Probability of occurrence of this is very low in normal condtions. I couldn't reproduce in my setup. Also there is a workaround mentioned in case of occurrence. I don't think its a blocker for current release. Moving this out.
Svc clearing alert is not matched with warning alert, so it is not cleared. it is fixed now https://github.com/Tendrl/gluster-integration/pull/543, https://github.com/Tendrl/commons/pull/801
I was not able to reproduce the issue with original build nor I was able to reproduce it with current version. It seems that it is very difficult to turn gluster into `Another transaction is in progress` state with new version of gluster with given reproducer. I came up with different scenario which leads to similar error. I was able to do it with repeatedly calling `gluster volume start <volume> force` from more nodes at once but when I restarted glusterd I didn't see any alert related to glustershd.
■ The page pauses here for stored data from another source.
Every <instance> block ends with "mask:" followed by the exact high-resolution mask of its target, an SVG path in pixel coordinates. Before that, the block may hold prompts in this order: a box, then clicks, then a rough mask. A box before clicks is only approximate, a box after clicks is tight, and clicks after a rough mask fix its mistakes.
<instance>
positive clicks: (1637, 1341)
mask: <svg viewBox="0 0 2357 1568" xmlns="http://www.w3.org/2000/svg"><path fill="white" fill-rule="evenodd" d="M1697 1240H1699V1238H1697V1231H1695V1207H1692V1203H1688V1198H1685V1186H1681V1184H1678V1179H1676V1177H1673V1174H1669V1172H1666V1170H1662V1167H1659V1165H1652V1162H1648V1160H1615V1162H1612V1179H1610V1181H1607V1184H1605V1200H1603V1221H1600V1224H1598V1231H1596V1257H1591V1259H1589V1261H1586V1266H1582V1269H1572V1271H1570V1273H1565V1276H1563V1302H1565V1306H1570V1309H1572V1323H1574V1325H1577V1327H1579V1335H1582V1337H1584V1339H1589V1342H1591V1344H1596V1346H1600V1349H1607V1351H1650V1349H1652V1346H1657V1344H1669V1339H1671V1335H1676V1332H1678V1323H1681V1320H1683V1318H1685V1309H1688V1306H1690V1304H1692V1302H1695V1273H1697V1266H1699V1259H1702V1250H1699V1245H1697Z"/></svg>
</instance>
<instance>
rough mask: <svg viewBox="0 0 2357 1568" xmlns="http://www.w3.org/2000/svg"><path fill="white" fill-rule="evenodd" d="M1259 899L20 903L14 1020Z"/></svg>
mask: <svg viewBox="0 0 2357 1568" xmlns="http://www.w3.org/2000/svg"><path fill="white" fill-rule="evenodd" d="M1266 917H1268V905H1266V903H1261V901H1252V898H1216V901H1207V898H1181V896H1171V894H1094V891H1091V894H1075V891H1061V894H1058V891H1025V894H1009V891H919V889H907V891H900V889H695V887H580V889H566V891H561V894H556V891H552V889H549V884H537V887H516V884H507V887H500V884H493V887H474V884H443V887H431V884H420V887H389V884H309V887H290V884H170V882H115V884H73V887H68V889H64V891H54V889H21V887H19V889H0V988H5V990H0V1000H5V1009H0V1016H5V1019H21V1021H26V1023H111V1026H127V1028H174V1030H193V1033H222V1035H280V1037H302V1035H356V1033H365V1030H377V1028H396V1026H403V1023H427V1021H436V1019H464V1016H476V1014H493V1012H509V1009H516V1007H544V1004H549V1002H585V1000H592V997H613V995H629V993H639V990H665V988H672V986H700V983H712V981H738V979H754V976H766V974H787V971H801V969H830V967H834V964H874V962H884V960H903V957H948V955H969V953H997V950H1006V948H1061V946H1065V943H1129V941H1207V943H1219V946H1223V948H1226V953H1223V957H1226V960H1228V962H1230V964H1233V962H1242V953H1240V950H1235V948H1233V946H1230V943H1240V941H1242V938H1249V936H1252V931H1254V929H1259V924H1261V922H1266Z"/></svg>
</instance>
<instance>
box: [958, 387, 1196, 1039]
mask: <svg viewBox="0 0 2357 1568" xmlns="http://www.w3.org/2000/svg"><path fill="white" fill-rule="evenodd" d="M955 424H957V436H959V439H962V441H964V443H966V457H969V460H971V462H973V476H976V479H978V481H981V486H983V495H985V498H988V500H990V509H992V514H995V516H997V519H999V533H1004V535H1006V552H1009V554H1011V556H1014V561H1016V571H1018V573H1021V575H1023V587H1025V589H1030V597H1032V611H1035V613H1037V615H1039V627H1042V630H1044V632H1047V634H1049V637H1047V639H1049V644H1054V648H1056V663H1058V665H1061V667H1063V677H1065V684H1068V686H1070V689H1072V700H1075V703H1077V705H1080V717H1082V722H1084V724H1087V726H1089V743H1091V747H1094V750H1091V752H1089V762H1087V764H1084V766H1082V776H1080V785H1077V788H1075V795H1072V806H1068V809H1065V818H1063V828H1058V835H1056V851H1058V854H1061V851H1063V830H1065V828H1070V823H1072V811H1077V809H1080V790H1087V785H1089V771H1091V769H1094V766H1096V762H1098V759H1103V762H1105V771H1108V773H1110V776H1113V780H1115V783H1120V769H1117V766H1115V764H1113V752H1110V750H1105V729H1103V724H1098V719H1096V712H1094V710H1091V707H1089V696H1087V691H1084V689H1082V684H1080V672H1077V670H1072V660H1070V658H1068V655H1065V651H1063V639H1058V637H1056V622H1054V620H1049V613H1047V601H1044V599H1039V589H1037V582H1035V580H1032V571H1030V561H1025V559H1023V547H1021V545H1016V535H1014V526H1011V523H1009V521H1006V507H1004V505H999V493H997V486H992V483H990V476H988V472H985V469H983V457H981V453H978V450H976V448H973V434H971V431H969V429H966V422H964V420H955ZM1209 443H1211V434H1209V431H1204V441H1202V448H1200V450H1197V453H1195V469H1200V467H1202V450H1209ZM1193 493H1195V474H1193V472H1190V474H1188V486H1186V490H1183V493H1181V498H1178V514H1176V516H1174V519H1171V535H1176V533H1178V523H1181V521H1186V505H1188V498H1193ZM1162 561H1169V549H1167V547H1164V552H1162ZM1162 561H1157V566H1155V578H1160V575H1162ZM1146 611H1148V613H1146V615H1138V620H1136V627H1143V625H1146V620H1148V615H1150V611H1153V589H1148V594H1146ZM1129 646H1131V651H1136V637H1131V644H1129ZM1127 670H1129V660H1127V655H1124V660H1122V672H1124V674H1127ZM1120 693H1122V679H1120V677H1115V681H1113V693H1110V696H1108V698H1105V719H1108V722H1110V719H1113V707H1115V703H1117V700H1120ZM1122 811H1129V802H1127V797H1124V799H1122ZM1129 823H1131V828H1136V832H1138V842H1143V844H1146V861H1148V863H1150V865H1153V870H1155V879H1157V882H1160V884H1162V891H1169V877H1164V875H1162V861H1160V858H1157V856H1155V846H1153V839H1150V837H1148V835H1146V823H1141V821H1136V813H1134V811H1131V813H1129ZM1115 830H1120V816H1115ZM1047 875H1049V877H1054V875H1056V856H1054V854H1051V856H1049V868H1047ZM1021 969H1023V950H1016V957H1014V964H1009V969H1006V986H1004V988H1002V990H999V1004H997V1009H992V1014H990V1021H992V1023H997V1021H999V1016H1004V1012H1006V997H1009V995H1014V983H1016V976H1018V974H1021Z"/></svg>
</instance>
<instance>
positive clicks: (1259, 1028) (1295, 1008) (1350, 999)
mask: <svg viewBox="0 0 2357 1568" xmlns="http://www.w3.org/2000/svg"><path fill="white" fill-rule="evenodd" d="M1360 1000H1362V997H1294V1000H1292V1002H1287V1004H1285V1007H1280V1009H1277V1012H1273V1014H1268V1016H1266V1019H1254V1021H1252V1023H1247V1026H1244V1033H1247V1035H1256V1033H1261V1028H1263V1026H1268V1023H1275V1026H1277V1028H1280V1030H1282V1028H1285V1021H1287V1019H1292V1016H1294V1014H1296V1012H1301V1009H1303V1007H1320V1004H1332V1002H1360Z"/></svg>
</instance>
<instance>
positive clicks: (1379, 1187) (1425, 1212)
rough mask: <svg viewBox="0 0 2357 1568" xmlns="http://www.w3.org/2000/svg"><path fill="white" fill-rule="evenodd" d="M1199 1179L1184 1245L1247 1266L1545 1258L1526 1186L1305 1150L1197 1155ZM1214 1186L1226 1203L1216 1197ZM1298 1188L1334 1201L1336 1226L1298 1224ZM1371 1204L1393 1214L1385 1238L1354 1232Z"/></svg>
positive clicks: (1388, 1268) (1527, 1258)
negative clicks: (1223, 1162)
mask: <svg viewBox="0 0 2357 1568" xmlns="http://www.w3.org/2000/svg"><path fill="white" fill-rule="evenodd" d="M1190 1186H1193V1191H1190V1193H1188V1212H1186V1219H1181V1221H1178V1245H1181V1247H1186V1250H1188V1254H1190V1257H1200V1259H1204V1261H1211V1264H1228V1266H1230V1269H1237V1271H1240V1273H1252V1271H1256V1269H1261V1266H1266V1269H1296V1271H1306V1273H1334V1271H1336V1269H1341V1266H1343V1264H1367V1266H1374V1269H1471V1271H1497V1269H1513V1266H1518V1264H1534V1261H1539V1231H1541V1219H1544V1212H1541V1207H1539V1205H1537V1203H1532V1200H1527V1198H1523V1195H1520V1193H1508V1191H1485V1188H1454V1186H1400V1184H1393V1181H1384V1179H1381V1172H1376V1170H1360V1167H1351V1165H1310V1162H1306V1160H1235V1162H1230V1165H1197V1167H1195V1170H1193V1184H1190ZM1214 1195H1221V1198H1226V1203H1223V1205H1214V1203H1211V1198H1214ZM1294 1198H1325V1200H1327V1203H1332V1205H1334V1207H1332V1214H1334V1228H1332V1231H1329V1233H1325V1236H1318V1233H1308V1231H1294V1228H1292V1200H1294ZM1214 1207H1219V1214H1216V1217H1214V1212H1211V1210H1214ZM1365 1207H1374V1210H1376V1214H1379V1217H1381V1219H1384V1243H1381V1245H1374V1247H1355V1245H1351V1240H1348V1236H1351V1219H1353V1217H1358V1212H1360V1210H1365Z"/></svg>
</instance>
I tested turning glustershd off which leads to described behaviour: BZ 1611601. I propose to close this BZ 1517233 and track progress in new BZ 1611601. Tested with: glusterfs-3.12.2-15.el7rhgs.x86_64 tendrl-ansible-1.6.3-6.el7rhgs.noarch tendrl-api-1.6.3-5.el7rhgs.noarch tendrl-api-httpd-1.6.3-5.el7rhgs.noarch tendrl-commons-1.6.3-11.el7rhgs.noarch tendrl-grafana-plugins-1.6.3-8.el7rhgs.noarch tendrl-grafana-selinux-1.5.4-2.el7rhgs.noarch tendrl-monitoring-integration-1.6.3-8.el7rhgs.noarch tendrl-node-agent-1.6.3-9.el7rhgs.noarch tendrl-notifier-1.6.3-4.el7rhgs.noarch tendrl-selinux-1.5.4-2.el7rhgs.noarch tendrl-ui-1.6.3-9.el7rhgs.noarch
PM ack is already set on this BZ for it to be dropped.
I'm closing this BZ (see comment 4 for details on why), as was discussed on program meeting on 2018-08-14. Both development (Nishant) and product management (Anand) agrees.